Parker smiled reluctantly. “I’m glad we found each other again, Andi.”
“Me too.”
“I’ll walk you to your car.”
“I’m right here,” she said, gesturing to a silver Miata, the next car down.
She leaned over and kissed his cheek, and gave him a hug around the shoulders. “Take care of yourself, Kevin.”
He nodded. But as he drove the deserted streets home to Chinatown, he found himself thinking that he wished he didn’t have to take care of himself. He had won the battle and lost the war. This was a night for a soft place to fall, but the person he most wanted to share his victory with was gone. Lost to him. Lost to herself. Forever. And there was nothing to do but mourn.
54
Another gorgeous Southern California morning. Sunshine, traffic jams, and sensationalism.
Every early news show of every television station in the city was running footage of “Peril in Pershing Square,” followed by “Shootout on Olvera Street.” Much of the Pershing Square fiasco had been caught on videotape by a USC film student, who had been in the park to make a documentary about the movie crew that had been setting up for a shoot on the site.
Every station had reporters live at the scenes, where absolutely nothing was happening at six in the morning, and no one had anything of any real value to say.
“Regurgitating and rehashing sketchy facts and supposition—live at [crime scene of choice] this is [reporter’s name here] for channel whatever news.”
Television journalism in the new millennium.
Parker watched TV with the sound muted, reading the closed- captioning for Diane’s name, which appeared again and again. Every cop and SID tech and paramedic at the scene knew her. There had been no shortage of people willing to step into the glare of the lights and make some comment, or express their shock. The upper-right-hand corner of the screen on every channel had her booking photo already.
It hurt to see it, to see the emptiness in her eyes, the pallor of her skin. The vibrant, strong woman he knew was not there. This was some other Diane. This was the Diane she had spoken of, a stranger even to herself. In this Diane lived fear and fury, and the kind of raw pain that drove otherwise good people to cross lines they otherwise would not. This Diane had committed murder by proxy. This Diane had shot a man in the head. This Diane had planned and executed the plan to frame a man for a capital crime punishable by death.
In this Diane lived the need for love, the hunger for connection, the vulnerability of a child. This Diane had been used and abused by a sexual sociopath in a cruel and heartless game.

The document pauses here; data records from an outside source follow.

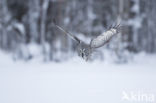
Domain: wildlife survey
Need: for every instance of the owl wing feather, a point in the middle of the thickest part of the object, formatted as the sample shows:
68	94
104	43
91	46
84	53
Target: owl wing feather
105	37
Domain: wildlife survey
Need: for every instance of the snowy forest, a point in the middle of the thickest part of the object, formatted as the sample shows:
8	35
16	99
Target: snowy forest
27	31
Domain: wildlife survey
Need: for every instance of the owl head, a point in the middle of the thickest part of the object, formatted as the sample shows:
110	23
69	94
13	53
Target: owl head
84	53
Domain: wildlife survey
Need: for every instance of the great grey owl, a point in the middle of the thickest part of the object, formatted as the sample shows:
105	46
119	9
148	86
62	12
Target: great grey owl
85	50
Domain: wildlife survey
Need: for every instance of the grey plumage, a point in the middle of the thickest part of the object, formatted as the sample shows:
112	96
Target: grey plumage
85	50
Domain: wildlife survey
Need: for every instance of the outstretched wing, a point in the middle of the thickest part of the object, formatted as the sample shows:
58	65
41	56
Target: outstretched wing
104	37
68	33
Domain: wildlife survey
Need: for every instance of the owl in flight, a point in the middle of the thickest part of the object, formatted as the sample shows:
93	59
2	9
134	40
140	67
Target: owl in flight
85	50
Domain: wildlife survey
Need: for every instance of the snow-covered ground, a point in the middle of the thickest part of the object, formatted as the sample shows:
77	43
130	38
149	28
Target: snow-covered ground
76	81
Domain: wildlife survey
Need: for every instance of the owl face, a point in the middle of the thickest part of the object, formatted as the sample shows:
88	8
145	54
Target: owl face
84	53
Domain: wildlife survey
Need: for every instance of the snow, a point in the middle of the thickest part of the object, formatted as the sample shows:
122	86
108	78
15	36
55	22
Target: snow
74	81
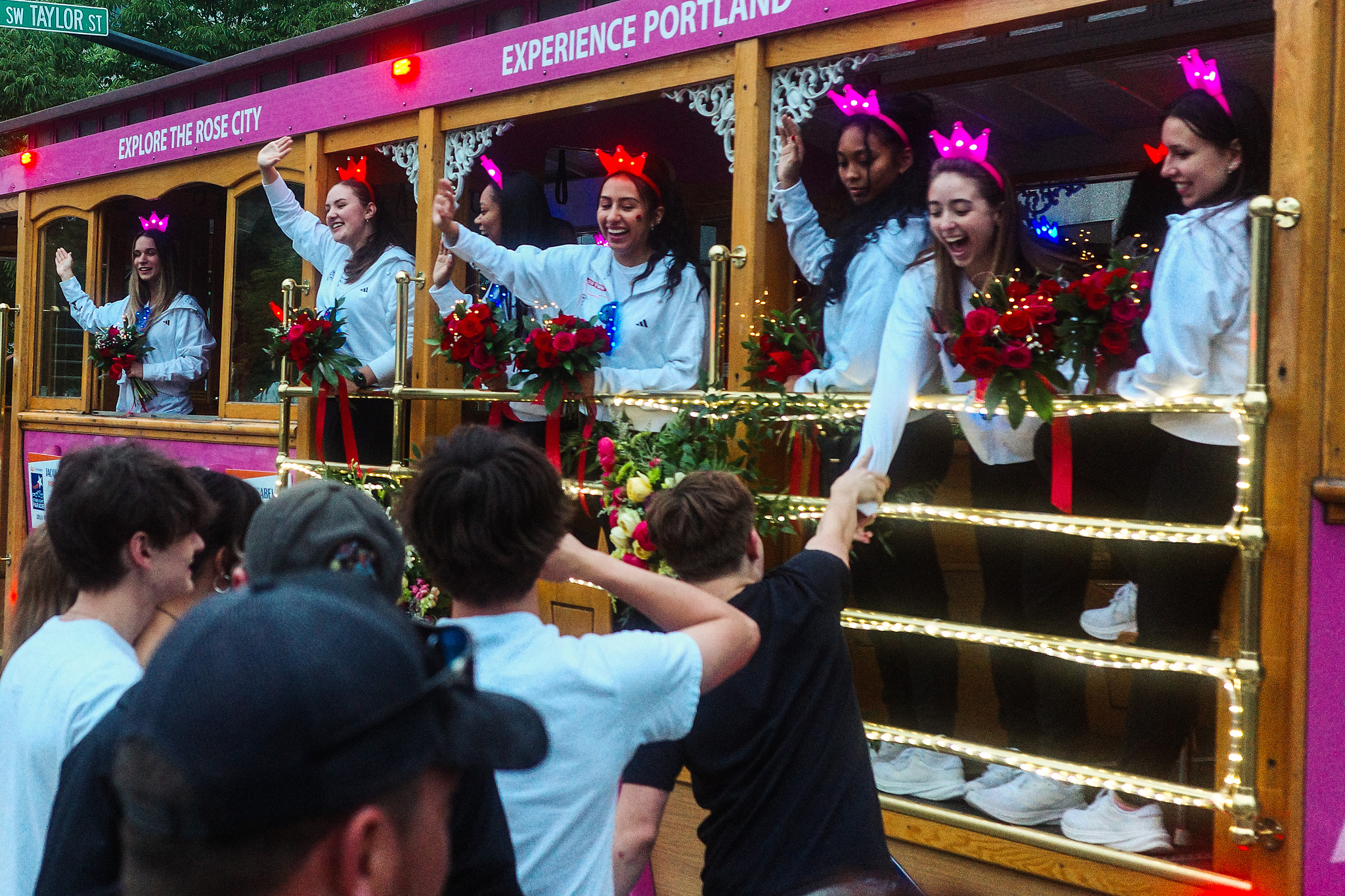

Parker walked away from the plasma-screen TV and went up onto the roof to stretch, to close everything out of his mind and walk through the movements that had helped to calm and center him every day for the past few years. Today the dance was tense with anger, the energy—the chi—blocked by the strength of his emotions.
When the frustration had tried his patience long enough, he gave up and just stood there for a long time, looking out over Chinatown, listening to the sounds of the city awakening and beginning the day.
One of the things he loved most about LA was the overriding sense that every day was new, brimming with the possibility of dreams coming true. Today, all he could feel was the opposite of hope. Today, he would in all likelihood lose the career he had fought so hard to resurrect. Today, a woman he loved would be charged with murder, and a morally bankrupt, emotional rapist would be set free with an unspoken endorsement to go on with his life as if nothing had ever happened.
Parker released a heavy sigh and went back inside to prepare to face it all. The best thing to do with a bad day: get through it and end it, and hope the next day would somehow be better.
Parker made his first stop of the day the hospital. One, because it was early, and he had a better chance of avoiding anyone from Robbery-Homicide. They would certainly interview Abby Lowell that day, but there was no urgent need to do it right away. Eddie Davis wasn’t going anywhere. And two, because he still had a badge, and the badge would get him in to see her with no questions asked.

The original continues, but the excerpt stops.